There have been many heroes in the civil rights movement.  Recently, I’ve learned of another.

Percy Dale (P.D.) East was a white native of Mississippi who developed a refined sense of racial justice while being raised in sawmill camps in the southern part of the state by a blacksmith father  and a mother who ran boardinghouses.  As an adult, he found his calling after taking some writing courses at Mississippi Southern College.  His path was to found the weekly newspaper Pedal Paper in Pedal, Mississippi, near Hattiesburg.

Then on May 17, 1954 the Supreme Court desegregated schools when it released the decision Brown v. Board of Education.  Fiercely segregated Mississippi saw tragedy; East saw opportunity.  This was the chance for the state to throw off the shackles of its past and move forward.  Since few of his advertisers saw things the same way, how do you tell a society you think it’s wrong?

Satire.  The Pedal Paper embarked on a campaign for racial equality by poking fun at the states’ misplaced values, like the pictured fictional ad.  It became an indirect thorn in the side of segregation by exposing hypocrisy with humor.

Of course, there were serious repercussions.  The Pedal Paper lost most of its local circulation and advertising; it was forced to rely on wealthy patrons across the country.  In a state where challenging the norms could get you killed, a bounty of $25,000 was ultimately put on East’s head.  Such stress did have an impact; P.D. East died in 1971 at age 50.  The cause of death was listed as liver failure, but his wife said “In a sense, he died of Mississippi.”

Why haven’t you heard of P.D. East before?  The Pedal Paper was never large; peak circulation was only 2300.  It never took on specific issues, choosing to poke fun instead at racism in general.  Others yelled louder.

P.D. East did write a memoir entitled The Magnolia Jungle: The Life, Times and Education of a Southern Editor.  The source for this piece is “What Made P.D. East the Fearless Wit of Forrest County” by William Browning ( which is also in the September, 2018 issue of Smithsonian magazine.  The photos came from the website.

5 comments on “Profile In Courage — Percy Dale East”

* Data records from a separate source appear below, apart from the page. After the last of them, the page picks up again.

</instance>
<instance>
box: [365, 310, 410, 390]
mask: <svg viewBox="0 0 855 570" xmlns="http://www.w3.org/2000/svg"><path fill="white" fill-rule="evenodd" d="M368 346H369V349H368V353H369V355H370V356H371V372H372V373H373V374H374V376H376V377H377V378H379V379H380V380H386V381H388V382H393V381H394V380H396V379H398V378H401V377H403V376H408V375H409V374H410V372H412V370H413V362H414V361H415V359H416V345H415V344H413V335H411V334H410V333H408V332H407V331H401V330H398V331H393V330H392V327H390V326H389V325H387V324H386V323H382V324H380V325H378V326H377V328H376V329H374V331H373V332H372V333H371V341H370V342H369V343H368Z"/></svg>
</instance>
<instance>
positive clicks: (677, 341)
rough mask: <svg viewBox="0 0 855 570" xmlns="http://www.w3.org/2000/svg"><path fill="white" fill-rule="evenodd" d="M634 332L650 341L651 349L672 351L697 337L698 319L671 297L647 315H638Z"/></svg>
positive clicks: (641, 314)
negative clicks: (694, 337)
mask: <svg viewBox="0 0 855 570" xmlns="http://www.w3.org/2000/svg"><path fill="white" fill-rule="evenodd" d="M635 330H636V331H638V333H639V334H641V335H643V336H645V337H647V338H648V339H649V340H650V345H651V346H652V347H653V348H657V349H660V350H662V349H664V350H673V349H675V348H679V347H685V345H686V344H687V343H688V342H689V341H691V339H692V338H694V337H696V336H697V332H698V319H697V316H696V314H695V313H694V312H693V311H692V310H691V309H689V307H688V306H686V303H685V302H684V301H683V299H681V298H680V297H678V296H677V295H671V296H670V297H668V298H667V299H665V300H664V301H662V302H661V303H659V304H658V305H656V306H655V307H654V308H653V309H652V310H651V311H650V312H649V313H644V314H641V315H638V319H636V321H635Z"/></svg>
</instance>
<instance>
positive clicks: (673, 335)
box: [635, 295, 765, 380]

  1. Florrie Tuminello Reply

    It’s nice to see a recent piece on Percy. He was my Grandmother’s nephew. I’m not sure why our side of the family did not meet him. I have been researching family genealogy and have become familiar with his work for several years now. I haven’t read the book you have profiled, but my Mother tells me of some of his writing resulting due to the fact that he was able to pose as a black man!